Core
Saver
¶
Bases: ABC
Abstract base class for saving data in various formats or destinations.
The Saver class provides a standardized interface for persisting computational results across the raygent framework. It abstracts away the details of how and where data is stored, allowing TaskManager to work with different storage backends without modification.
This design follows the Strategy pattern, where different concrete Saver implementations (strategies) can be interchanged to save data to files, databases, cloud storage, or other destinations using various formats and approaches.
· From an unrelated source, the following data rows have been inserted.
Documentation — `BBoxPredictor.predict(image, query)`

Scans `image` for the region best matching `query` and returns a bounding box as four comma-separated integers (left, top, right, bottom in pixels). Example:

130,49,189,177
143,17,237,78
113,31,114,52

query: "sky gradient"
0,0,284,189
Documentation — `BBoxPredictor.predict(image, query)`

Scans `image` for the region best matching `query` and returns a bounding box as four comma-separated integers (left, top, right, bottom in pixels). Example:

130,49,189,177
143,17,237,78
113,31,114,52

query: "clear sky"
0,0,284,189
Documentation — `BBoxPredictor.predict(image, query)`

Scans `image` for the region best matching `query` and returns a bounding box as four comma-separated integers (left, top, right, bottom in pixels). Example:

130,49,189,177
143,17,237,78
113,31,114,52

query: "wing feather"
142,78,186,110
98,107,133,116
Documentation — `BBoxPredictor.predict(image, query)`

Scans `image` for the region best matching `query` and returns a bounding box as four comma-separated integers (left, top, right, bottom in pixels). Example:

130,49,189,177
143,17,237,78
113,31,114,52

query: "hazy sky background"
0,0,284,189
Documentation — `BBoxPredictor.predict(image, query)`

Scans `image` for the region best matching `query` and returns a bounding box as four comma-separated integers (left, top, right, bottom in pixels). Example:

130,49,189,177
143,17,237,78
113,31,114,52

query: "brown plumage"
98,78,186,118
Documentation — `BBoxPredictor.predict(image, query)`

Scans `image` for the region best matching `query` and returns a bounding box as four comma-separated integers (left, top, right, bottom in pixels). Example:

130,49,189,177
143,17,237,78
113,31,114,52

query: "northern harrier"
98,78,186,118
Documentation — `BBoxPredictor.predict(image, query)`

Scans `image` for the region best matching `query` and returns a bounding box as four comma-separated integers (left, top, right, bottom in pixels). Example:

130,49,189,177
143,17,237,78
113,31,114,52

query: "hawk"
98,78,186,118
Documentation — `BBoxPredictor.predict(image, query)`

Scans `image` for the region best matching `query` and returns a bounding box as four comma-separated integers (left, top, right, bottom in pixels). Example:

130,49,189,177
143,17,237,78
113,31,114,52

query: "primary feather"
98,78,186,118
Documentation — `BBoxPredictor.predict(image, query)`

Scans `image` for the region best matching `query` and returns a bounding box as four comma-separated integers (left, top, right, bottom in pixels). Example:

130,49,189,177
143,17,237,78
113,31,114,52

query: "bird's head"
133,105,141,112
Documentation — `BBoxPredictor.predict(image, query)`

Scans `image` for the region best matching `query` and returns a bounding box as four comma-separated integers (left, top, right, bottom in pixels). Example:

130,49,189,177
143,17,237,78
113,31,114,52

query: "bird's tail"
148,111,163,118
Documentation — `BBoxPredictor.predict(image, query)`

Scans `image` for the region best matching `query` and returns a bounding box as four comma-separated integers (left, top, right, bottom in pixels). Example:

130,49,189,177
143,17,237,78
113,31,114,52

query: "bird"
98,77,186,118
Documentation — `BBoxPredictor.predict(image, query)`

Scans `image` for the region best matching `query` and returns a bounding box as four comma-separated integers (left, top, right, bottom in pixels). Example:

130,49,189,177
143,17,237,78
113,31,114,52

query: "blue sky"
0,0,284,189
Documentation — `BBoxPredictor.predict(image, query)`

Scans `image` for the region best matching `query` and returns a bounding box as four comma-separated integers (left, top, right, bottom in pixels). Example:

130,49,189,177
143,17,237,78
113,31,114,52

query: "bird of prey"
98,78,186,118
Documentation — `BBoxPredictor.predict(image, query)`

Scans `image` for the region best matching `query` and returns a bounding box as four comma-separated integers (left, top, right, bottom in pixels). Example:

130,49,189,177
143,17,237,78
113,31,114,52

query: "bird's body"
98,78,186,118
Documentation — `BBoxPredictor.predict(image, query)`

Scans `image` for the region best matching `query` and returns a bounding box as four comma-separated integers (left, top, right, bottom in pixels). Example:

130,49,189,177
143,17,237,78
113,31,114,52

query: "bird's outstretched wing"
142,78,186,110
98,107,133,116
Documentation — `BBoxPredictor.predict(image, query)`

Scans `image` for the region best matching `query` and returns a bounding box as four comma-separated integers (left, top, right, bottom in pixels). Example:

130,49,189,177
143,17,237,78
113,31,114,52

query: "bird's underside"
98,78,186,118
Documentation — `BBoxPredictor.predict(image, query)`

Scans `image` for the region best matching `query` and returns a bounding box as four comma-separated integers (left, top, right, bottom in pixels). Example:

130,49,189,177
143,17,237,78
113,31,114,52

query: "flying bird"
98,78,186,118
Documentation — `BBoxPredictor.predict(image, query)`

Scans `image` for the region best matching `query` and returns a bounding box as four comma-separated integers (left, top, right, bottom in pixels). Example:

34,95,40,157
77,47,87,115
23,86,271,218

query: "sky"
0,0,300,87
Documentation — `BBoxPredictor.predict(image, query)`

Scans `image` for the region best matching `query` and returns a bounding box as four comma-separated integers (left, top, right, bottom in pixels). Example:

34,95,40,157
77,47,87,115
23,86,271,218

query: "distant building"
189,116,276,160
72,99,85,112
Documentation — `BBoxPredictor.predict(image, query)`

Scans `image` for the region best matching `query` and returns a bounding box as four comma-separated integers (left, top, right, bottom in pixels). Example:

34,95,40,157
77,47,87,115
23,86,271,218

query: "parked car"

Custom Savers can be created by subclassing and implementing the save method.
Examples:
Using a Saver with TaskManager:
# Create a TaskManager with a Saver
task_manager = TaskManager(MyTask, use_ray=True)
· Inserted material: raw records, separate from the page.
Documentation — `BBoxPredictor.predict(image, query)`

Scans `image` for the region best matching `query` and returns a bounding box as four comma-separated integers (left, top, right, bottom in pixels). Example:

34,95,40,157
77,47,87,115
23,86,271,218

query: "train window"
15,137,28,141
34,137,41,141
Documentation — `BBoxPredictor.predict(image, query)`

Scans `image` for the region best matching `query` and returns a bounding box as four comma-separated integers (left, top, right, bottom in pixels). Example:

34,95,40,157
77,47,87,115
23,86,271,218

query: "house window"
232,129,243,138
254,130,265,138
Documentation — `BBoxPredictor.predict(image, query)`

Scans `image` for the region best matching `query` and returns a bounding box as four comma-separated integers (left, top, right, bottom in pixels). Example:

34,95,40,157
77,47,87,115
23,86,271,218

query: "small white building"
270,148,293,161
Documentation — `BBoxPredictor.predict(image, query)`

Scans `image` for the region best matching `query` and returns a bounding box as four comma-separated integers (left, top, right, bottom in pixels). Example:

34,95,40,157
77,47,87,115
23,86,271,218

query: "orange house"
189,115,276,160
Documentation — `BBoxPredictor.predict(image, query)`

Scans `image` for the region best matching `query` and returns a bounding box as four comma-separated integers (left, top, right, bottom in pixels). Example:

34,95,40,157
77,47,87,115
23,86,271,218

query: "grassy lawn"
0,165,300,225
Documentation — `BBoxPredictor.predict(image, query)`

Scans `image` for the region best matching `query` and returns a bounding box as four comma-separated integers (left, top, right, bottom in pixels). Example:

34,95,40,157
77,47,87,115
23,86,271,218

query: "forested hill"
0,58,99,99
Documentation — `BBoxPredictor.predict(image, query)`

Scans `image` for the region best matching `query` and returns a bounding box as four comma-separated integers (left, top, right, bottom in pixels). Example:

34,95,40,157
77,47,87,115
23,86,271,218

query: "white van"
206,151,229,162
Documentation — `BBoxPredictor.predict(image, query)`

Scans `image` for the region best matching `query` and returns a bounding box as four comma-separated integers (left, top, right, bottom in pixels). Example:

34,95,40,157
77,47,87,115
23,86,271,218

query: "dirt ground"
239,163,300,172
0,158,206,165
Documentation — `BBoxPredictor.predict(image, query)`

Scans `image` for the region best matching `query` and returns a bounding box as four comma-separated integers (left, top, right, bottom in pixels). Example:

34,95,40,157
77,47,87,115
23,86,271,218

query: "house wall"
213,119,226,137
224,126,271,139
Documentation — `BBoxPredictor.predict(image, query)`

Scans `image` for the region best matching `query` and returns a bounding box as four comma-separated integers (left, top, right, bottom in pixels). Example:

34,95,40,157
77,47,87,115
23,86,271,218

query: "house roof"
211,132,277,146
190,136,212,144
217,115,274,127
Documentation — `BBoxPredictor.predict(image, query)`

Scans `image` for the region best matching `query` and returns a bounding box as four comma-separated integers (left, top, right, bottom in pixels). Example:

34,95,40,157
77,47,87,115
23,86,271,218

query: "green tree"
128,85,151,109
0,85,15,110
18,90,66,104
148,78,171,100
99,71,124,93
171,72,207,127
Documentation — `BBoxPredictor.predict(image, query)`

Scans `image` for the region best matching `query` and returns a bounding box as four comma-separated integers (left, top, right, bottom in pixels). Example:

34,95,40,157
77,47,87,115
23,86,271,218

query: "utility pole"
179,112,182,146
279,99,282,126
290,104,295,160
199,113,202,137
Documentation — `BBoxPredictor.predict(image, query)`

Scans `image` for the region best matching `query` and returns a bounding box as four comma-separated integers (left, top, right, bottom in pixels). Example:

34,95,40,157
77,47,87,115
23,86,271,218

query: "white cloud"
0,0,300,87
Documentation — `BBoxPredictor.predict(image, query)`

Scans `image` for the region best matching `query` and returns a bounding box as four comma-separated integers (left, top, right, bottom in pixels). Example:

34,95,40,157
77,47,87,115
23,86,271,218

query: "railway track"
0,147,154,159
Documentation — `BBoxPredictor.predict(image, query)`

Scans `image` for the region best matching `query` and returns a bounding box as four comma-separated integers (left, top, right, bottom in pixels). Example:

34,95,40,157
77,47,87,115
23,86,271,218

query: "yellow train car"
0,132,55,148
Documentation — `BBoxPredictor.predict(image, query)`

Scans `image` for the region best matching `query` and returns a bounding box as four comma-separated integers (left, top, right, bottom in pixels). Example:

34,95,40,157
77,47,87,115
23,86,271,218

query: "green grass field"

saver = HDF5Saver("results.h5", dataset_name="experiment_1")
# Submit tasks with periodic saving
task_manager.submit_tasks(items, saver=saver, save_interval=100)
Creating a custom Saver:
class CSVSaver(Saver):
def __init__(self, file_path):
self.file_path = file_path
self.file_exists = os.path.exists(file_path)
def save(self, data, indices=None, **kwargs):
mode = 'a' if self.file_exists else 'w'
header = not self.file_exists
import pandas as pd
df = pd.DataFrame(data)
df.to_csv(self.file_path, mode=mode, header=header, index=False)
self.file_exists = True
Notes
- Savers are used by TaskManager to persist intermediate results during long-running computations, reducing memory pressure.
- A single Saver instance may be called multiple times during task execution, so implementations should handle appending or updating existing data.
- Error handling within save methods is important to prevent data loss.
save(data, indices=None, **kwargs)
¶
Saves the provided data to the configured destination.
This abstract method must be implemented by all concrete Saver subclasses to define how data is written to the destination (file, database, cloud storage, etc.).
The method should handle details such as format conversion, creating or opening the destination, writing the data, and handling any errors that may occur during the saving process.
PARAMETER | DESCRIPTION |
---|---|
data
|
A list of results to save. Each element can be of any type, though specific Saver implementations may have type requirements. |
indices
|
Optional indices or locations where data should be written when using an update approach. The meaning of this parameter depends on the specific Saver implementation. Default is None.
TYPE:
|
**kwargs
|
Additional keyword arguments that may be used by specific saver implementations. These arguments are typically passed from TaskManager.save_kwargs and can include parameters like data types, compression options, or format-specific settings. |
RETURNS | DESCRIPTION |
---|---|
None
|
None. The effect of this method is to persist data to the configured destination. |
Examples:
Implementation in HDF5Saver:
def save(self, data, indices=None, **kwargs):
arr = np.array(data, dtype=kwargs.get("dtype"))
with h5py.File(self.file_path, "a") as h5file:
if self.dataset_name not in h5file:
h5file.create_dataset(self.dataset_name, data=arr)
else:
dset = h5file[self.dataset_name]
old_size = dset.shape[0]
new_size = old_size + arr.shape[0]
dset.resize(new_size, axis=0)
dset[old_size:new_size] = arr
Notes
- Implementations should be robust to repeated calls with new data.
- They should appropriately handle the case where the destination does not yet exist vs. already exists.
- The indices parameter is primarily used for update operations, and its interpretation varies between Saver implementations.